Зон-Ретель, часто сопровождавший Беньямина в прогулках по городу, тоже отбросил теоретическую аскезу, живописуя в своем коротком эссе устойчивость неаполитанцев к любой модернизации. Ослик с тележкой тут колоритнее любых клише и способен надолго перекрыть движение, а техника постоянно ломается. Создается впечатление, что Зон-Ретель, в детстве немало узнавший о мире тяжелой промышленности своего опекуна Пенсгена[99], в Неаполе не перестает радоваться встрече с еще не окончательно модернизированным обществом, с «аграрным подпольем города»[100], «миром с очень древними корнями»[101]. Во время восхождения на Везувий он проигнорировал все фуникулеры и добрался до кратера на лошади и пешком по другому склону, на котором нет никаких технических сооружений.
Может быть, это был тот минимум, на котором сходились во взглядах эти философы-хулиганы, встретившиеся в Неаполе: недовольство холодом современного мира? И приятное ощущение от пребывания в месте, где этот холод пока не так чувствуется? Значит ли это, что они вливаются в толпу путешествующих романтиков, которые не хотят быть винтиками в машине, хотят быть особенными?
Пористая пемза
Дело обстояло с точностью до наоборот. Неаполь не был альтернативой холодной современности. Он был ее самой красивой иллюстрацией. Лобное место Лукача, оссуарий овеществления – плоть Неаполя. «Наверное, мало есть городов, присвоивших себе такое количество “мертвых голов” – бронзовых, вырезанных из дерева или мрамора»[102], – писал Мартин Мозебах, которому в более поздний период тоже довелось погулять по Неаполю. Причем эти головы – только отдельные примеры, волею судьбы вышедшие на свет. У наземного Неаполя есть подземный двойник-негатив, потому что именно из-под земли добывали камни для строительства. Во время эпидемии чумы в XVII веке эти катакомбы приобрели практическое значение, их использовали в качестве оссуариев. В результате возник существующий до сих пор культ хранящихся там скелетов и черепов. Каждый неаполитанец выбирает себе своего святого, ухаживает за его останками, украшает их, а взамен надеется получить какие-то указания относительно будущего, помощь в исполнении больших и малых желаний[103]. Идеальная метафора овеществления тут являет себя в чрезвычайно положительном свете, лобное место вдруг снова становится гарантией того, чего мы боялись лишиться из-за этого овеществления, – гарантией связи, близости, тепла, трансцендентности.

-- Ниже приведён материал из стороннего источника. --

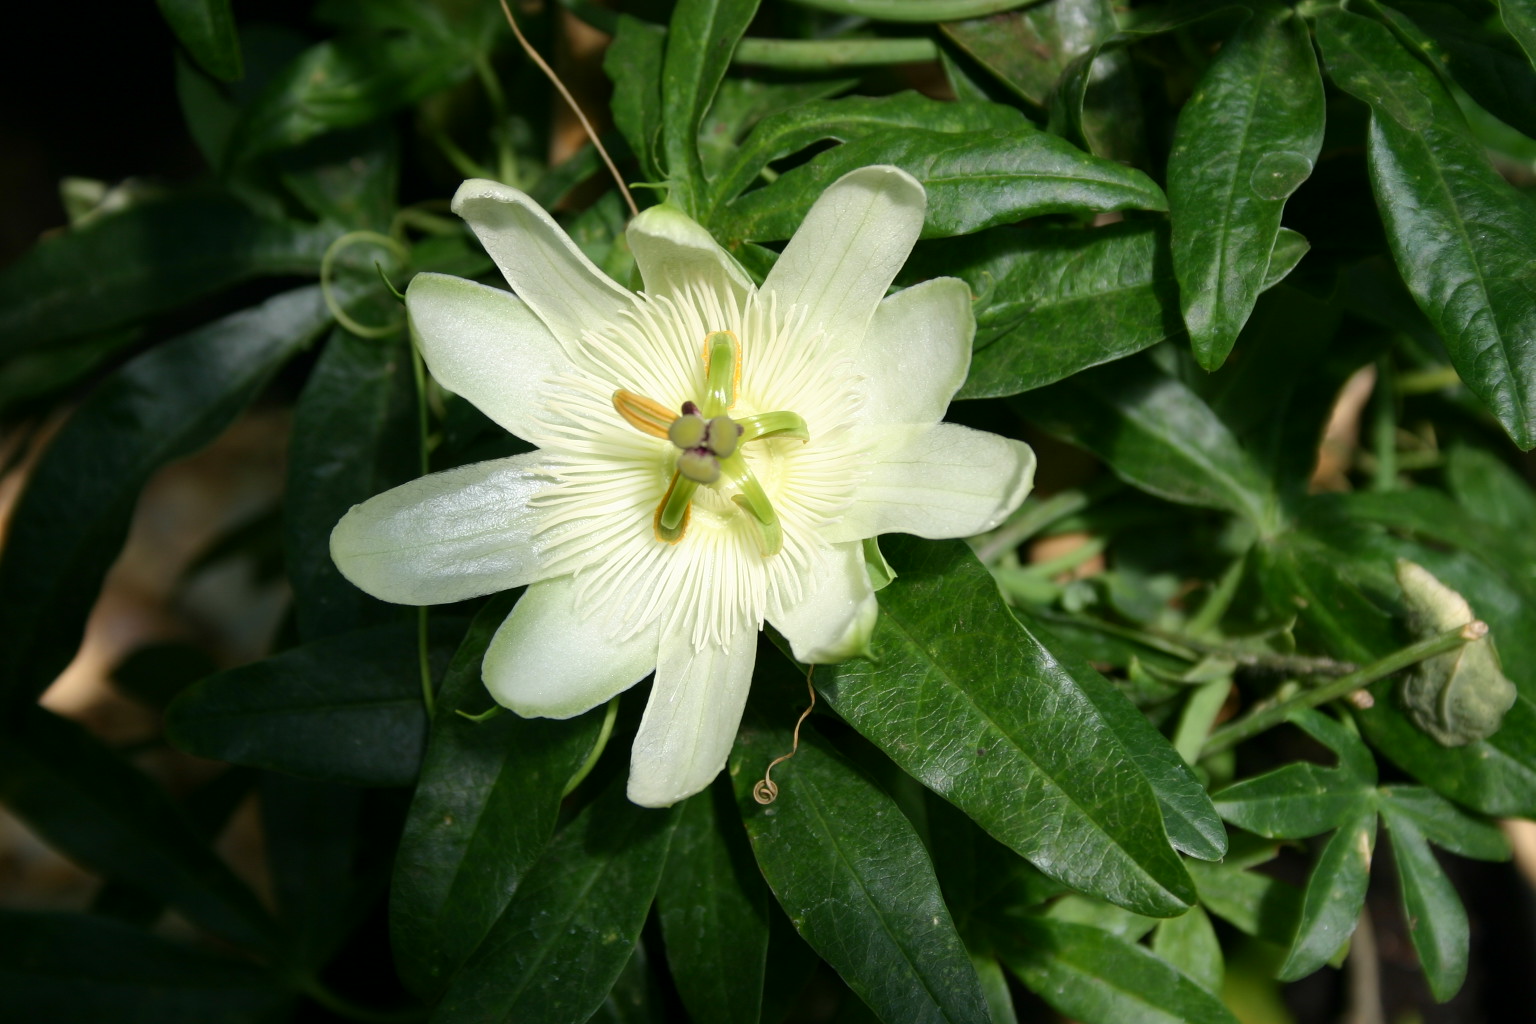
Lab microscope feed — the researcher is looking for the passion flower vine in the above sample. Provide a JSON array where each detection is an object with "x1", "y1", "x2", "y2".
[{"x1": 330, "y1": 166, "x2": 1035, "y2": 807}]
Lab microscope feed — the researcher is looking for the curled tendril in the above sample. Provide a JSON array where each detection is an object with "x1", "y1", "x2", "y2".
[
  {"x1": 321, "y1": 231, "x2": 410, "y2": 339},
  {"x1": 754, "y1": 667, "x2": 817, "y2": 805}
]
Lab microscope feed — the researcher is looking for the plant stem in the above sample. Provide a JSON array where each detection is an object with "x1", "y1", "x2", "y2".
[
  {"x1": 782, "y1": 0, "x2": 1036, "y2": 21},
  {"x1": 1201, "y1": 622, "x2": 1485, "y2": 757},
  {"x1": 411, "y1": 340, "x2": 436, "y2": 720}
]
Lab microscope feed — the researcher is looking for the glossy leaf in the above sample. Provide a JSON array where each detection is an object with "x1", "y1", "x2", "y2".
[
  {"x1": 157, "y1": 0, "x2": 242, "y2": 80},
  {"x1": 658, "y1": 783, "x2": 770, "y2": 1024},
  {"x1": 721, "y1": 127, "x2": 1167, "y2": 242},
  {"x1": 1253, "y1": 527, "x2": 1398, "y2": 664},
  {"x1": 731, "y1": 708, "x2": 992, "y2": 1024},
  {"x1": 710, "y1": 92, "x2": 1026, "y2": 216},
  {"x1": 999, "y1": 917, "x2": 1239, "y2": 1024},
  {"x1": 0, "y1": 196, "x2": 331, "y2": 357},
  {"x1": 0, "y1": 707, "x2": 282, "y2": 954},
  {"x1": 286, "y1": 327, "x2": 419, "y2": 641},
  {"x1": 434, "y1": 778, "x2": 680, "y2": 1024},
  {"x1": 233, "y1": 25, "x2": 471, "y2": 162},
  {"x1": 1021, "y1": 355, "x2": 1277, "y2": 529},
  {"x1": 0, "y1": 286, "x2": 331, "y2": 708},
  {"x1": 1376, "y1": 786, "x2": 1511, "y2": 861},
  {"x1": 661, "y1": 0, "x2": 762, "y2": 214},
  {"x1": 1278, "y1": 810, "x2": 1376, "y2": 980},
  {"x1": 811, "y1": 537, "x2": 1204, "y2": 917},
  {"x1": 1168, "y1": 5, "x2": 1325, "y2": 369},
  {"x1": 1213, "y1": 762, "x2": 1374, "y2": 840},
  {"x1": 605, "y1": 16, "x2": 667, "y2": 184},
  {"x1": 698, "y1": 77, "x2": 856, "y2": 185},
  {"x1": 393, "y1": 595, "x2": 605, "y2": 999},
  {"x1": 941, "y1": 0, "x2": 1114, "y2": 106},
  {"x1": 166, "y1": 620, "x2": 461, "y2": 786},
  {"x1": 1381, "y1": 805, "x2": 1468, "y2": 1001},
  {"x1": 1, "y1": 911, "x2": 291, "y2": 1022},
  {"x1": 1444, "y1": 444, "x2": 1536, "y2": 534},
  {"x1": 1316, "y1": 8, "x2": 1536, "y2": 449}
]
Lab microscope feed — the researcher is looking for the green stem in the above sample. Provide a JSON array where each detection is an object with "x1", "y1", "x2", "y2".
[
  {"x1": 1396, "y1": 365, "x2": 1462, "y2": 394},
  {"x1": 994, "y1": 536, "x2": 1106, "y2": 587},
  {"x1": 1185, "y1": 551, "x2": 1248, "y2": 638},
  {"x1": 972, "y1": 479, "x2": 1120, "y2": 565},
  {"x1": 563, "y1": 697, "x2": 620, "y2": 797},
  {"x1": 1371, "y1": 357, "x2": 1397, "y2": 492},
  {"x1": 1201, "y1": 622, "x2": 1485, "y2": 757},
  {"x1": 735, "y1": 36, "x2": 939, "y2": 67},
  {"x1": 783, "y1": 0, "x2": 1035, "y2": 21}
]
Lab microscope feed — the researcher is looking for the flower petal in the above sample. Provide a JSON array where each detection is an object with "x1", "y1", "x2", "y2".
[
  {"x1": 482, "y1": 576, "x2": 659, "y2": 719},
  {"x1": 329, "y1": 453, "x2": 558, "y2": 605},
  {"x1": 762, "y1": 165, "x2": 925, "y2": 355},
  {"x1": 452, "y1": 178, "x2": 633, "y2": 343},
  {"x1": 769, "y1": 542, "x2": 878, "y2": 664},
  {"x1": 854, "y1": 276, "x2": 974, "y2": 427},
  {"x1": 626, "y1": 629, "x2": 758, "y2": 807},
  {"x1": 827, "y1": 423, "x2": 1036, "y2": 542},
  {"x1": 628, "y1": 203, "x2": 754, "y2": 304},
  {"x1": 406, "y1": 273, "x2": 573, "y2": 441}
]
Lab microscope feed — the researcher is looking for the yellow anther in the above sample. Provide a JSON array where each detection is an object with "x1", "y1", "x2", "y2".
[{"x1": 613, "y1": 389, "x2": 675, "y2": 439}]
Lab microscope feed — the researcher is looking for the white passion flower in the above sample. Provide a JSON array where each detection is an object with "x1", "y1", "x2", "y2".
[{"x1": 330, "y1": 166, "x2": 1035, "y2": 807}]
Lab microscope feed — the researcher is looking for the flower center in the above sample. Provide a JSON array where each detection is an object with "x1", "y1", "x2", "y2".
[{"x1": 612, "y1": 330, "x2": 808, "y2": 557}]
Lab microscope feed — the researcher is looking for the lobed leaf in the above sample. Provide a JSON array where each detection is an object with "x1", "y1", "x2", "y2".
[
  {"x1": 1381, "y1": 805, "x2": 1470, "y2": 1002},
  {"x1": 1278, "y1": 810, "x2": 1377, "y2": 980}
]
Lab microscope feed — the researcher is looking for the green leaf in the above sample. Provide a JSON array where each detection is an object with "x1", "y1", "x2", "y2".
[
  {"x1": 710, "y1": 92, "x2": 1027, "y2": 217},
  {"x1": 1278, "y1": 810, "x2": 1377, "y2": 981},
  {"x1": 698, "y1": 77, "x2": 856, "y2": 185},
  {"x1": 1498, "y1": 0, "x2": 1536, "y2": 67},
  {"x1": 1315, "y1": 8, "x2": 1536, "y2": 449},
  {"x1": 940, "y1": 0, "x2": 1116, "y2": 108},
  {"x1": 1187, "y1": 859, "x2": 1303, "y2": 948},
  {"x1": 1382, "y1": 806, "x2": 1470, "y2": 1003},
  {"x1": 392, "y1": 595, "x2": 604, "y2": 999},
  {"x1": 1253, "y1": 527, "x2": 1398, "y2": 664},
  {"x1": 232, "y1": 25, "x2": 472, "y2": 162},
  {"x1": 1168, "y1": 5, "x2": 1325, "y2": 369},
  {"x1": 157, "y1": 0, "x2": 243, "y2": 80},
  {"x1": 913, "y1": 222, "x2": 1179, "y2": 399},
  {"x1": 1213, "y1": 763, "x2": 1373, "y2": 840},
  {"x1": 811, "y1": 538, "x2": 1202, "y2": 917},
  {"x1": 434, "y1": 778, "x2": 680, "y2": 1024},
  {"x1": 1376, "y1": 786, "x2": 1511, "y2": 861},
  {"x1": 1444, "y1": 444, "x2": 1536, "y2": 534},
  {"x1": 731, "y1": 708, "x2": 992, "y2": 1024},
  {"x1": 0, "y1": 287, "x2": 331, "y2": 708},
  {"x1": 999, "y1": 917, "x2": 1239, "y2": 1024},
  {"x1": 661, "y1": 0, "x2": 763, "y2": 214},
  {"x1": 0, "y1": 911, "x2": 291, "y2": 1022},
  {"x1": 0, "y1": 195, "x2": 331, "y2": 357},
  {"x1": 605, "y1": 16, "x2": 667, "y2": 184},
  {"x1": 286, "y1": 327, "x2": 419, "y2": 641},
  {"x1": 658, "y1": 783, "x2": 770, "y2": 1024},
  {"x1": 166, "y1": 620, "x2": 461, "y2": 786},
  {"x1": 1151, "y1": 905, "x2": 1224, "y2": 994},
  {"x1": 1021, "y1": 355, "x2": 1277, "y2": 529},
  {"x1": 721, "y1": 127, "x2": 1167, "y2": 242},
  {"x1": 0, "y1": 707, "x2": 282, "y2": 954}
]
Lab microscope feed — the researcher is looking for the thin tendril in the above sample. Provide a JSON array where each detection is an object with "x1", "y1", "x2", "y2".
[
  {"x1": 497, "y1": 0, "x2": 639, "y2": 218},
  {"x1": 753, "y1": 667, "x2": 816, "y2": 804},
  {"x1": 321, "y1": 231, "x2": 409, "y2": 338}
]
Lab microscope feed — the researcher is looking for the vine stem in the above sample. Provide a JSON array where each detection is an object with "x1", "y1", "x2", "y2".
[
  {"x1": 411, "y1": 337, "x2": 435, "y2": 719},
  {"x1": 1200, "y1": 621, "x2": 1486, "y2": 757}
]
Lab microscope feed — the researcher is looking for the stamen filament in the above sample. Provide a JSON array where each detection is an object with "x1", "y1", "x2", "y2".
[
  {"x1": 721, "y1": 455, "x2": 783, "y2": 557},
  {"x1": 654, "y1": 471, "x2": 696, "y2": 543},
  {"x1": 613, "y1": 389, "x2": 675, "y2": 438},
  {"x1": 701, "y1": 331, "x2": 740, "y2": 417},
  {"x1": 737, "y1": 411, "x2": 810, "y2": 444}
]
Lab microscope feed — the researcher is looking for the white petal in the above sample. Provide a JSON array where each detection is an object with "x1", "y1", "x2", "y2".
[
  {"x1": 854, "y1": 277, "x2": 974, "y2": 427},
  {"x1": 769, "y1": 542, "x2": 878, "y2": 664},
  {"x1": 628, "y1": 204, "x2": 754, "y2": 304},
  {"x1": 626, "y1": 629, "x2": 758, "y2": 807},
  {"x1": 762, "y1": 165, "x2": 925, "y2": 355},
  {"x1": 329, "y1": 453, "x2": 557, "y2": 605},
  {"x1": 452, "y1": 178, "x2": 633, "y2": 343},
  {"x1": 827, "y1": 423, "x2": 1037, "y2": 542},
  {"x1": 482, "y1": 576, "x2": 659, "y2": 719},
  {"x1": 406, "y1": 273, "x2": 573, "y2": 441}
]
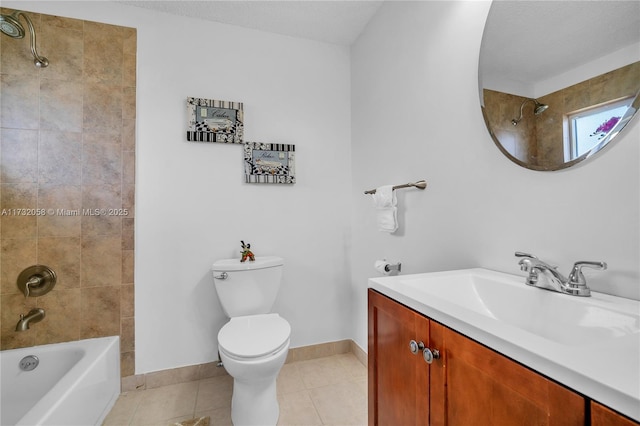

Но и без всяких метафор это работает с вещами, которые стали чужими. Неаполитанцы, эти хладнокровные мастера импровизации, превращают неисправную технику в «чудесный арсенал сломанных вещей»[104], из которых они составляют удивительные новые предметы. Зон-Ретель рассказывает об одном штурмане, который приспособил неисправный двигатель своей лодки для того, чтобы варить на нем кофе[105]. А еще о хозяине молочной лавки, который «взбивал сливки старым велосипедным колесом»[106].